Disgraced former Conservative MP Tony Clement says an alleged attempt to extort him over “inappropriate exchanges” wasn’t the first time.
In a letter posted online to his Parry Sound-Muskoka constituents, Clement — who resigned from the Conservative caucus on Wednesday — admitted to multiple “inappropriate exchanges” and said that not only had someone allegedly attempted to bribe a participant in one such exchange to disclose details of it last year but that the individuals who he accused of attempting to extort him earlier this week are “foreign actors.”
“During a period of personal difficulty and weakness I engaged in inappropriate exchanges that crossed lines that should never have been crossed,” he wrote.
“These exchanges led to acts of infidelity. One inappropriate exchange led to a woman being offered money by an anonymous social media account in exchange for the disclosure of intimate and personal information. I immediately reported this personal matter to the OPP last summer.”
He also said that the sending of “sexually explicit” photos and a video he admitted to in a public statement on Tuesday night had resulted in “foreign actors attempting to use my indiscretion for financial extortion.”
Global News exclusively reported on Tuesday that Clement had been asked to hand over €50,000.
Clement did not provide any evidence in his letter as to why he believed the actors allegedly trying to extort him are foreign.
RCMP confirmed earlier this week they are investigating after Clement brought the matter to their attention.
However, the force has not confirmed the nature of the investigation.
“In conducting myself this way I’ve let down myself, my family, my friends and supporters, my community, my work colleagues, and my staff — basically everyone I care about and who care about me,” Clement said in his letter posted online on Thursday.
“Pride and vanity got the better of me, and shame held me back from getting back to the path of good. I apologize to the women with whom the exchanges occurred, and I also apologize to anyone else who felt in any way that I crossed online boundaries that made them feel uncomfortable, even without my knowing. I am deeply sorry.”

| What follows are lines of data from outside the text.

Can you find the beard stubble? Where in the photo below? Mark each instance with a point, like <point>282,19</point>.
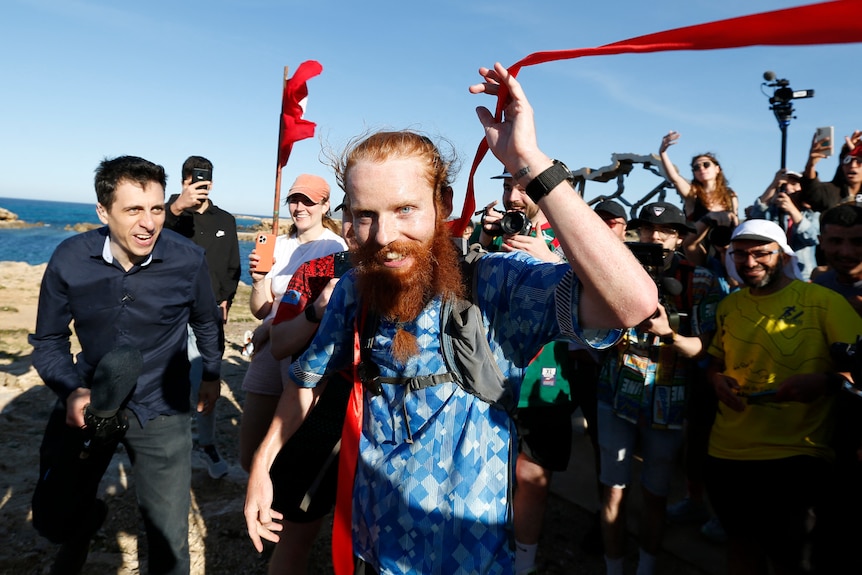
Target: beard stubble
<point>400,295</point>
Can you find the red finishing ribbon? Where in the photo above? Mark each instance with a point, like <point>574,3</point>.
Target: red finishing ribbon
<point>342,522</point>
<point>834,22</point>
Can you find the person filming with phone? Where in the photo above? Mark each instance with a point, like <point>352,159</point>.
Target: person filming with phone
<point>847,181</point>
<point>192,214</point>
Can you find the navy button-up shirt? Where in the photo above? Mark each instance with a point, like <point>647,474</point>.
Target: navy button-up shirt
<point>147,307</point>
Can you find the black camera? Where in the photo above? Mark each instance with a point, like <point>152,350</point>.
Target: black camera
<point>847,357</point>
<point>513,223</point>
<point>341,263</point>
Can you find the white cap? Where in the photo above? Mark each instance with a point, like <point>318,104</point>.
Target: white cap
<point>766,232</point>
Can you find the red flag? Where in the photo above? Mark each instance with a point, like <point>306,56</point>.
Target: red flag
<point>293,127</point>
<point>835,22</point>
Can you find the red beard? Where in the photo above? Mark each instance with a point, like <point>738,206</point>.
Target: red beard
<point>400,295</point>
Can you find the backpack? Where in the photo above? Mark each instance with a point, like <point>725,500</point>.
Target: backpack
<point>464,343</point>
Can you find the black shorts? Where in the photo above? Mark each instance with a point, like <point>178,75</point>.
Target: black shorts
<point>545,435</point>
<point>767,502</point>
<point>307,465</point>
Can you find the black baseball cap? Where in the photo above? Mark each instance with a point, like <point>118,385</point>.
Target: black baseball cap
<point>611,207</point>
<point>662,214</point>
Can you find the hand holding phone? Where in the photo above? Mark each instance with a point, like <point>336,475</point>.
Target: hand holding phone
<point>265,250</point>
<point>824,137</point>
<point>341,263</point>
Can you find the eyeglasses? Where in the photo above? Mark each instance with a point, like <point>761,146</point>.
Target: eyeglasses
<point>662,232</point>
<point>740,256</point>
<point>301,199</point>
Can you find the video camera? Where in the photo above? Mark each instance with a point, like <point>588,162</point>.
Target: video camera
<point>651,257</point>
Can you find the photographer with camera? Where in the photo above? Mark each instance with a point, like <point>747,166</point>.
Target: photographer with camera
<point>645,381</point>
<point>781,203</point>
<point>549,394</point>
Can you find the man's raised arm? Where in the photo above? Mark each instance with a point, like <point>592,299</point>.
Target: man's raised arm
<point>617,291</point>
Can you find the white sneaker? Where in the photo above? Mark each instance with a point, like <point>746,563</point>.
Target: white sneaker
<point>216,466</point>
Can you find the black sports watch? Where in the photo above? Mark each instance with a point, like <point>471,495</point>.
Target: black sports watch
<point>311,314</point>
<point>539,186</point>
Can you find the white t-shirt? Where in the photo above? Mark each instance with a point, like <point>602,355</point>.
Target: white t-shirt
<point>289,254</point>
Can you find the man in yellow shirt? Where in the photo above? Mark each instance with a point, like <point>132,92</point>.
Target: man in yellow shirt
<point>769,453</point>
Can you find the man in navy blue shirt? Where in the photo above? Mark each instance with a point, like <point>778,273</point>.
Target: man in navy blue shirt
<point>131,283</point>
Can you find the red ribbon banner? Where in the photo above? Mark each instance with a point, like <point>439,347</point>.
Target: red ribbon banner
<point>836,22</point>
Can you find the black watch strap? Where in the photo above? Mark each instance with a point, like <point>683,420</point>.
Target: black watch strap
<point>539,186</point>
<point>311,314</point>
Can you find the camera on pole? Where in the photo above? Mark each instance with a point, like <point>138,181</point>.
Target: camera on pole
<point>782,105</point>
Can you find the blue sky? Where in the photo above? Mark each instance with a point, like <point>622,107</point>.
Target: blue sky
<point>86,79</point>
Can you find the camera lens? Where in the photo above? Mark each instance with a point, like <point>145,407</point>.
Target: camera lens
<point>513,223</point>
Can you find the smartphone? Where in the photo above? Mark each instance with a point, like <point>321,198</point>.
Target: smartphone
<point>827,135</point>
<point>201,175</point>
<point>265,248</point>
<point>341,261</point>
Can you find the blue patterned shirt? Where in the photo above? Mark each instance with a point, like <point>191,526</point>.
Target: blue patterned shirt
<point>432,492</point>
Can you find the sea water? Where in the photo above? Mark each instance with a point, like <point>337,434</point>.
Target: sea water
<point>34,245</point>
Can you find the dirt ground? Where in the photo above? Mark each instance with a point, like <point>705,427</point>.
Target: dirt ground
<point>218,540</point>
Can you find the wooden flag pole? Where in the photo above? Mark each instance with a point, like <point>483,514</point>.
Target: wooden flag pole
<point>277,200</point>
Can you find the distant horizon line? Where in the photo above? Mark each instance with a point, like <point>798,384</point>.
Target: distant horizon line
<point>2,198</point>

Clement, who is married with three children, is a former Conservative cabinet minister and most recently served as the party’s justice critic.
He was also a member of various committees including the new National Security and Intelligence Committee of Parliamentarians.
Membership on that select committee gives parliamentarians top-secret security clearance to handle some of the country’s most sensitive intelligence.
In his statement announcing the alleged extortion attempt on Tuesday night, Clement said he was resigning from both his role as justice critic and from his various committee roles.
Conservative Leader Andrew Scheer later confirmed that included resigning from his role on the national security committee.
EXCLUSIVE: Tony Clement facing alleged extortion demand of 50K euros after sending ‘sexually explicit’ photos, video
Scheer had said on Wednesday morning he had met with Clement on Monday and that he was taking the MP at his word that the explicit photos and video at the heart of the sexting scandal were a one-off.
He reversed that position just hours later, telling reporters ahead of question period that the matter “is not an isolated incident.”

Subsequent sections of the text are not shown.